Figure 5 is a graph illustrating the removal rate of fluorine after continuous treatment of fluorine-containing gas with aluminum-containing aluminum slag at different reaction temperatures;

Figure 6 is a flow chart showing that the embodiment may further comprise a precipitation step;

Figure 7 is a graph showing the effect of the settling time of the addition of the coagulant on the turbidity after the reaction of the fly ash with the fluorine-containing liquid.
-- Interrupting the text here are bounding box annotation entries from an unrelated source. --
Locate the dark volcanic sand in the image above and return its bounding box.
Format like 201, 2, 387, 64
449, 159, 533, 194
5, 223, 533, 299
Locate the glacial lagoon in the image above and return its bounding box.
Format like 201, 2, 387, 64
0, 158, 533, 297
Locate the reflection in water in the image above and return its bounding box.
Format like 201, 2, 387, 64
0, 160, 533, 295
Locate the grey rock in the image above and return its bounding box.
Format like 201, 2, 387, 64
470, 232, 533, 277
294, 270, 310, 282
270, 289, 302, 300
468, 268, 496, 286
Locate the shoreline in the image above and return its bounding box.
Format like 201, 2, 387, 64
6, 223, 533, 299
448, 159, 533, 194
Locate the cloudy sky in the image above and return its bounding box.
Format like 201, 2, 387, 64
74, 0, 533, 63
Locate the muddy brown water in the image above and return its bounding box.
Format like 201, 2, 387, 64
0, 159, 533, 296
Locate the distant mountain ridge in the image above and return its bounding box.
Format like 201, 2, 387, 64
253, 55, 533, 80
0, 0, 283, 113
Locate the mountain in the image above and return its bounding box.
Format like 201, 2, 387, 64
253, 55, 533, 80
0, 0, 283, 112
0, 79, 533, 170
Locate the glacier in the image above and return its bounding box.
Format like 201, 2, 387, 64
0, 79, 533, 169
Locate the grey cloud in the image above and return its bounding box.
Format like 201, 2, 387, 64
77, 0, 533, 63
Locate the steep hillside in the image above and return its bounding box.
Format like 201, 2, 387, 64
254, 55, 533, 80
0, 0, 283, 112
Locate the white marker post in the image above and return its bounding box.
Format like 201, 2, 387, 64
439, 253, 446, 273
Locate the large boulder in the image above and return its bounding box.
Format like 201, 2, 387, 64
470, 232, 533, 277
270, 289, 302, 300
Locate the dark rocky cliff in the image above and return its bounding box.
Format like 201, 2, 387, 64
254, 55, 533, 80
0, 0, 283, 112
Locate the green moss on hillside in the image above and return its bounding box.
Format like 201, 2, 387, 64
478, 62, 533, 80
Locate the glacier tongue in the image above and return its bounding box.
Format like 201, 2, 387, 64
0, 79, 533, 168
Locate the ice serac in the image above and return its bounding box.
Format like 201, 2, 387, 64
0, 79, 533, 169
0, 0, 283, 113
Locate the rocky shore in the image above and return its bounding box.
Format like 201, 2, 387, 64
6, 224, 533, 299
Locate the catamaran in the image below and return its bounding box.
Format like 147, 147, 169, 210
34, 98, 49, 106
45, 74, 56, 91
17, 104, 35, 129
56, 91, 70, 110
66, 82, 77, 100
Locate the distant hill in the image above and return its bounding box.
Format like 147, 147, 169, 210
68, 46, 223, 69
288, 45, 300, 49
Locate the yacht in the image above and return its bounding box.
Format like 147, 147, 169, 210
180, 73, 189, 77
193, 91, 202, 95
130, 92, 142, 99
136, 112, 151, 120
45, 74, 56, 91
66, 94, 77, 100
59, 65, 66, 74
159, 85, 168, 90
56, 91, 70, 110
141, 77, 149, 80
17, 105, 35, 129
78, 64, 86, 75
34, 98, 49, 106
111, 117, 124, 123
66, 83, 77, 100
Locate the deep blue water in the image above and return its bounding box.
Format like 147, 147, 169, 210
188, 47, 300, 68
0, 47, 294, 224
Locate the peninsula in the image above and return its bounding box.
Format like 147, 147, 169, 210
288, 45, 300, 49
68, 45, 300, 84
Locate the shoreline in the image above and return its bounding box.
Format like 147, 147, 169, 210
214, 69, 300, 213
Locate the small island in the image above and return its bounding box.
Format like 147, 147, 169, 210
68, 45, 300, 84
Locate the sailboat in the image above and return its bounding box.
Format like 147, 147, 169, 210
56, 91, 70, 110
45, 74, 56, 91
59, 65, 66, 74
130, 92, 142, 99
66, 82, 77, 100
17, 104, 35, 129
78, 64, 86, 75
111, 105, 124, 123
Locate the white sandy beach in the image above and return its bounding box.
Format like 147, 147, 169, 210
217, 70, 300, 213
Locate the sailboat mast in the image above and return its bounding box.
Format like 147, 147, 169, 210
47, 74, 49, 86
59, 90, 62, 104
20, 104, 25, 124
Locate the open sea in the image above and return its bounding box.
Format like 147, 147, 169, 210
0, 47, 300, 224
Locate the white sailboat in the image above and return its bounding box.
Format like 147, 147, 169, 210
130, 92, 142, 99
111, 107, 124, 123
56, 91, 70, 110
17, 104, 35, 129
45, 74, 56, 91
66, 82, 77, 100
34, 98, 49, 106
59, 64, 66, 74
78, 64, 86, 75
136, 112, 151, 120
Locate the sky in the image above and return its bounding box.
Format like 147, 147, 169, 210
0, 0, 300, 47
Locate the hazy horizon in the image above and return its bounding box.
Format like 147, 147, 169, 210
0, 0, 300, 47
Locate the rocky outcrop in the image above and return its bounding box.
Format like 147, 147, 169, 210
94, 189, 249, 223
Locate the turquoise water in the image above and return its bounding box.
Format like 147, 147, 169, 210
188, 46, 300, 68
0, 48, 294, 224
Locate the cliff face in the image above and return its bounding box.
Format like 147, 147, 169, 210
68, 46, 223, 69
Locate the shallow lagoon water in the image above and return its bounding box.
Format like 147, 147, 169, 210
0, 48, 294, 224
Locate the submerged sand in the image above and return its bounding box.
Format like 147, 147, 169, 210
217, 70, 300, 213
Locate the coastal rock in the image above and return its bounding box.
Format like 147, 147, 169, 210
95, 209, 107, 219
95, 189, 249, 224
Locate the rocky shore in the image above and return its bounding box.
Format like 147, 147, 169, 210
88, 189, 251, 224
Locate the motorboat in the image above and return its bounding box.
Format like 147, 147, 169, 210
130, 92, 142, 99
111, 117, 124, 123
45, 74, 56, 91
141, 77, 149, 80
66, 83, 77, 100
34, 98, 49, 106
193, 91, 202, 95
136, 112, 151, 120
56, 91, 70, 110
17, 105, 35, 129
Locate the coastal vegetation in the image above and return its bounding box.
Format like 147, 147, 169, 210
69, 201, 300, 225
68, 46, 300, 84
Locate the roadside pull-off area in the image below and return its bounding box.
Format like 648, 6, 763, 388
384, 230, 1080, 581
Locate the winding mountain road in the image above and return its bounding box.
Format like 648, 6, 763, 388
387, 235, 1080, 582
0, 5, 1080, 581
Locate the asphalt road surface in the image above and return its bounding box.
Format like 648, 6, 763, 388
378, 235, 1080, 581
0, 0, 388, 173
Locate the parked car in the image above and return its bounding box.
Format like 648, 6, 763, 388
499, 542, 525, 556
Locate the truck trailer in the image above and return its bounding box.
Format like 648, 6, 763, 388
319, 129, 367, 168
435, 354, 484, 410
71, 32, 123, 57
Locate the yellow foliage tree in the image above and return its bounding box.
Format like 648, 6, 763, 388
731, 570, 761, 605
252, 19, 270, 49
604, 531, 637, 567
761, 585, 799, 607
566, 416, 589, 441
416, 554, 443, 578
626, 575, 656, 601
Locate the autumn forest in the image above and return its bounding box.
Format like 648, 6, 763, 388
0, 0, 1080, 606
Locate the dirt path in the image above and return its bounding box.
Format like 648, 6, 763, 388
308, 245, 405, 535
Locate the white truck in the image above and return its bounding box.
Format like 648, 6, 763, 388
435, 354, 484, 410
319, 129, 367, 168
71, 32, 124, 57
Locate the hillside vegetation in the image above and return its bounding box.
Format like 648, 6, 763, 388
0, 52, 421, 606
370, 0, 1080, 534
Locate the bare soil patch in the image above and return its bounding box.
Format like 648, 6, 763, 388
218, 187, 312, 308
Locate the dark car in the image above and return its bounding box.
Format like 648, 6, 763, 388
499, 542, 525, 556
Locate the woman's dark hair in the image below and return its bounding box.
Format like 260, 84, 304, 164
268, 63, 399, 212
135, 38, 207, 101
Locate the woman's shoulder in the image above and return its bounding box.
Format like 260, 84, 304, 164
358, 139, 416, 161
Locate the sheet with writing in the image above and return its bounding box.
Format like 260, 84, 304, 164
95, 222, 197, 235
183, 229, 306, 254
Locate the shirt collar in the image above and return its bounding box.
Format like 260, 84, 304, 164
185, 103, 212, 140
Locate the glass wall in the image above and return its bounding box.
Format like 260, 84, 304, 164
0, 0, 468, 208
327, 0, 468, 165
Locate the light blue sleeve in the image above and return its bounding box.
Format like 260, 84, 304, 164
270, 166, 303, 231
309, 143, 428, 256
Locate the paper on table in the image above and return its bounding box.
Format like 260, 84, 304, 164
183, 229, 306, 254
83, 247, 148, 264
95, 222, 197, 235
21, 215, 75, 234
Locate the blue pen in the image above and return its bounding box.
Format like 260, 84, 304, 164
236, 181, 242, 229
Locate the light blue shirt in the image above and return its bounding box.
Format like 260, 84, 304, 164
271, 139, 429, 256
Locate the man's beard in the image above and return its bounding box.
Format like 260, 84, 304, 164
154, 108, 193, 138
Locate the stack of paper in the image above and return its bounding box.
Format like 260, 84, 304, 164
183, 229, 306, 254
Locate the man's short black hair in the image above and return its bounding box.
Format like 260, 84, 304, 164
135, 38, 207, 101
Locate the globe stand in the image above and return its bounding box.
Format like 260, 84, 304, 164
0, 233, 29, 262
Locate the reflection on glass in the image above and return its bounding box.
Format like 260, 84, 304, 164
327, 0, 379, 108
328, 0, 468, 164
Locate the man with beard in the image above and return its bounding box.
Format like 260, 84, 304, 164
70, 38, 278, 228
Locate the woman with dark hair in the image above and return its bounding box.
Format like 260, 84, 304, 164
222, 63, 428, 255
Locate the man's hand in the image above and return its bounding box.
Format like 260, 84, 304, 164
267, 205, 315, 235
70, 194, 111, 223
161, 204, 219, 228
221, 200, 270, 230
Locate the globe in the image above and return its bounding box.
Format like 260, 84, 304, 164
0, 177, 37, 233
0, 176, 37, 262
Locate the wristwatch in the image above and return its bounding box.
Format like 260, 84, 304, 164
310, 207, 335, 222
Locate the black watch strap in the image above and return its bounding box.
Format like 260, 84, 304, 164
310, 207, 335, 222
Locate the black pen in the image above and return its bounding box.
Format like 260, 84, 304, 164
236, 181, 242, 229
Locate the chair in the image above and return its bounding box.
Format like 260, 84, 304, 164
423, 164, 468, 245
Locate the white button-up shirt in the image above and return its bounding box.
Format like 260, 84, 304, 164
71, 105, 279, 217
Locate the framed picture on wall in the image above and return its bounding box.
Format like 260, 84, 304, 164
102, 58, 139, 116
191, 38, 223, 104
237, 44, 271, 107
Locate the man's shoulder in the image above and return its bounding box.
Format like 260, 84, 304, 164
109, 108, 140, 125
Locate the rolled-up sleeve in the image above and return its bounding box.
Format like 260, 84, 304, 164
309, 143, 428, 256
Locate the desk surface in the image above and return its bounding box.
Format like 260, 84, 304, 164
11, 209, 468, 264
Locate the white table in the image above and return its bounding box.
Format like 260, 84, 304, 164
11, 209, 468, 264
twenty one. . . Mixing step

twenty two. . . Reaction step

Claims (7)

A method for treating a fluorine-containing fluid with a metal-containing substance, comprising: a mixing step of mixing a metal-containing substance with a fluorine-containing fluid in a predetermined ratio; and a reaction step of controlling a suitable reaction condition to cause the metal-containing substance to The fluorine-containing fluid reacts with the metal fluoride; wherein the metal-containing material is selected from fly ash, aluminum slag, slag or a mixture of the above, which is produced in the process of waste aluminum smelting and steel making. A method of treating a fluorine-containing fluid with a metal-containing substance according to the first aspect of the invention, wherein the fluorine-containing fluid is a gas. A method of treating a fluorine-containing fluid with a metal-containing substance according to the first aspect of the invention, wherein the fluorine-containing fluid is a liquid. The method of treating a fluorine-containing fluid with a metal-containing substance according to item 3 of the scope of the patent application further comprises a precipitation step of adding a coagulant after the reaction step. A method of treating a fluorine-containing fluid with a metal-containing substance according to the fourth aspect of the patent application, wherein the coagulant is an anionic polymer. A method of treating a fluorine-containing fluid with a metal-containing substance according to any one of claims 1 to 5, wherein the reaction time is less than 3 hours. A method of treating a fluorine-containing fluid with a metal-containing substance according to the sixth aspect of the invention, wherein the reaction temperature is less than 800 °C.